Tour des champs novembre 2017 (cliquez pour accéder à l’album photo)

Crédits photos : Tom, stagiaire 3ème.
Roman photo en lisant les légendes (cliquez sur l’escargot pour que le diaporama défile lentement et que vous ayez le temps de lire)
La ferme comme vous ne l’avez jamais vue !
Nov 182017
 

On sème les radis en même temps qu’on plante les bettes (3 rangs, 30 cm/30 cm), en inter-rang des bettes, et on sème en godet le persil la même semaine. On le plante 3-4 semaines plus tard, après un désherbage, en inter-rang également

Là où sont semé les radis, pas besoin de désherber tant qu’il ne sont pas récoltés. Là où il y a le persil, on peut toujours sarcler, il y a largement la place.

Hier, les dernier radis on été récoltés. Les bettes seront bonnes pour une première récolte dans 2 semaines. Elles seront désherbées et dé-chenillées ( 😀 ) dès lundi. Le persil devrait être bon à récolter dans 6-8 semaines.

 

Nov 172017
 

Le jaugeage consiste à enterrer les légumes récoltés pour pouvoir les conserver à l’abri du froid (et de la chaleur, mais bon comme on fait ça pour les légumes d’hiver, ce n’est en théorie pas un problème).

On peut jauger simplement les carottes (par exemple) du jardin dans un bac de sable à la cave.

Chez nous il y a quelques centaines à quelques tonnes de légumes racines à jauger, donc on fait ça dans dans un fossé. Jusqu’à présent, Aline et moi (et Sandrine et Denis) creusions tous les ans une nouvelle fosse en bord d’une serre pour enterrer les légumes. On a précisé notre technique au cours du temps, notamment en utilisant des filets l’an passé ; mais c’&tait pas trop pénible et il fallait trouver une solution pérenne.

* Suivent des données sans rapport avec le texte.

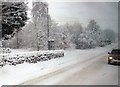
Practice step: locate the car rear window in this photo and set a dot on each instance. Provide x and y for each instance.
(115, 52)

Un article du bulletin technique d’agriculture bio (je ne retrouve pas la référence, mais je crois que c’était dans un bulletin de la CAB) nous a donné une solution avec une fosse extérieure et pérenne. Et du coup on s’est offert le passage de la mini pour 2017, l’infini et l’au-delà :

Mini-pelle qui a donc défoncé cette planche de bettes qu’on n’avait pas eu besoin de continuer à désherber et ça, c’était le bonus !

Et voilà le travail en 1/4 d’heure maximum… Quand il nous faut 10 heures pour en faire une deux fois moins large et deux fois moins profonde. 

C’est énorme ! Les personnes dedans sont un adulte et un enfant de tailles normales. 😀

Techniquement, pour avoir le plus d’inertie thermique possible, j’ai demandé à ce que la terre ne soit pas évacuée mais déposée en buttes sur les côtés ainsi que sur le fond, là d’où vient le vent. Là où est prise la photo, c’est en pente douce pour passer en brouette.

L’emplacement a été choisi car à l’ombre de la serre quasiment toute la journée en hiver (donc parfait pour que le soleil ne chauffe pas les sacs entreposés), et une bonne partie de la journée toute l’année (donc pas super pour produire, de toute façon).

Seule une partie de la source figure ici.